5. Resonanz-Tourismus:

Das grundlegende Prinzip hinter der Resonanz ist der Wunsch nach nachhaltigen Beziehungserfahrungen. „Es geht darum, dass der Tourist auch etwas mitbringt an den Ort, an den er verreist“, sagt Horx. Ein Beispiel: Ein Reisender macht Urlaub auf einer kleinen griechischen Insel, bleibt dort über zwei oder drei Wochen. Er findet ein kleines Fischrestaurant am Hafen, kommt ins Gespräch mit den Inhabern, isst immer wieder dort, baut schließlich Beziehungen auf. Tourist wie Einheimische profitieren von diesem kulturellen Austausch. Horx sagt: „Der Post-Corona-Tourismus wird ein Beziehungstourismus sein.“ Urlaub, nur um ihn bildgewaltig auf Instagram zu inszenieren, hat ausgedient. Denn in der Pandemie haben die Menschen gelernt, dass ihre 5000 Follower in der digitalen Einsamkeit nichts bringen. Das Oberflächliche ist gesättigt. Der Mensch sehnt sich nach unmittelbarer Berührung, er will mit seiner Umgebung schwingen – daher der Name.

6. Abkehr vom Overtourism

Der nachpandemische Urlaub wird verstörende Bilder produzieren. Davon geht zumindest Zukunftsforscher Horx aus. Er meint damit: Überlaufene Boulevards, Strände, an denen man kaum ein Handtuch ausbreiten kann und Einheimische, die ob der Massen die Wintersaison nur noch herbeisehnen. Im diesjährigen Sommer seien die meisten wegen der noch andauernden Pandemie vorsichtig, entspannter Urlaub wird möglich sein.
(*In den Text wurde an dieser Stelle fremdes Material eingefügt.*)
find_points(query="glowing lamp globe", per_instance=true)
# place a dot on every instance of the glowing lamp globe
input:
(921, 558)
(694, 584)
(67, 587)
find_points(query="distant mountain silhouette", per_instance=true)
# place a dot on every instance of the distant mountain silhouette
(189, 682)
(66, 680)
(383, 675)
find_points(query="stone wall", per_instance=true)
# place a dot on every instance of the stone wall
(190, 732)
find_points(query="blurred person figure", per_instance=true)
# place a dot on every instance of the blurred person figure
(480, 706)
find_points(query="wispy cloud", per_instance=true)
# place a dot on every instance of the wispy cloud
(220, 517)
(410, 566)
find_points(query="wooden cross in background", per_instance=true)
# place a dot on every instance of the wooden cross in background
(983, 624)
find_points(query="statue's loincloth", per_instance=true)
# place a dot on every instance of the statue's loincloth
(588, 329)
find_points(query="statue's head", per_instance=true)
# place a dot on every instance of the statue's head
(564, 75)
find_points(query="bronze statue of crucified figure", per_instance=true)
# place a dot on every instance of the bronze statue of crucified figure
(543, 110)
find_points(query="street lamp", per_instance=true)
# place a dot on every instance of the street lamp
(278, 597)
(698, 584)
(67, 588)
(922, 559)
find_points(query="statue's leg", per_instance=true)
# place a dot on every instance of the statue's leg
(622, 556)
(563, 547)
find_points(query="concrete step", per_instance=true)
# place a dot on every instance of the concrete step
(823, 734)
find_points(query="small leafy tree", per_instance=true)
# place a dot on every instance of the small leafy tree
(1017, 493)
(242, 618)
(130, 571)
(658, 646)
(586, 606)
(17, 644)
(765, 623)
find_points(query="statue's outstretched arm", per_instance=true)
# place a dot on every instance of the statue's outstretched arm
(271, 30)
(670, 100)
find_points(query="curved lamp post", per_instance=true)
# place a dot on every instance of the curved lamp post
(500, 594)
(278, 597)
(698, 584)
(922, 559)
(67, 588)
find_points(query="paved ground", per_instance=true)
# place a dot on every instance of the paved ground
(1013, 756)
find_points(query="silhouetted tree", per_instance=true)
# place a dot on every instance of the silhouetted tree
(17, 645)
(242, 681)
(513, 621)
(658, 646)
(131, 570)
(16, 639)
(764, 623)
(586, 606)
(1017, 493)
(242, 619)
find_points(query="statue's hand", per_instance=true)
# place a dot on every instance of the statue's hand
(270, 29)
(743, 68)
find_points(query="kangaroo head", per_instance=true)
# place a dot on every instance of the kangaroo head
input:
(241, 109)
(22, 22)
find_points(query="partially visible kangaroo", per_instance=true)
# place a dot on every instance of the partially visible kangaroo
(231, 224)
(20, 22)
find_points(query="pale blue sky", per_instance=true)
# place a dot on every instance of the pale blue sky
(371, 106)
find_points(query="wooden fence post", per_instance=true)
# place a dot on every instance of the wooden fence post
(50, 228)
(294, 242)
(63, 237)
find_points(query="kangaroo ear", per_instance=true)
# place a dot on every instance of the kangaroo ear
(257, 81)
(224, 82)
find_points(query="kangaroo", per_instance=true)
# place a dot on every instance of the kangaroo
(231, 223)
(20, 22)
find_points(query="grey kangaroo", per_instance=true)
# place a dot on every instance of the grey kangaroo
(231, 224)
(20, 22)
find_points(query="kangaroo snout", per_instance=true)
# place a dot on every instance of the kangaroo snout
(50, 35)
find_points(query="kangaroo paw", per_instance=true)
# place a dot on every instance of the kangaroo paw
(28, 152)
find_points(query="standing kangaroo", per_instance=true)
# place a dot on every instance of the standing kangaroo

Dann aber, im Sommer 2022 „wird es einen Nachholeffekt geben“, prognostiziert Horx. Die Urlauber werden die üblichen touristischen Hotspots überlaufen. Und dann? „Es kommt zur Desillusionierung der Massen“, sagt Horx. „Und dann zum strukturellen Wandel.“ Die Leute kämen darauf, dass so ein Urlaub keine Erholung bieten kann. „Ginge es so weiter wie vor der Pandemie, ruinieren wir uns unsere Städte und die Umwelt.“ Geht es nach Horx, könnte die Krise so etwas wie der Schlussstrich des Overtourism sein. Profitieren könnte der Inlandstourismus. Doch Horx mahnt: „Auch hier sollten nicht alle gleichzeitig an denselben Ort fahren.“ Die Begrenzung der Tagestouristen könnte da beispielsweise eine Lösung sein.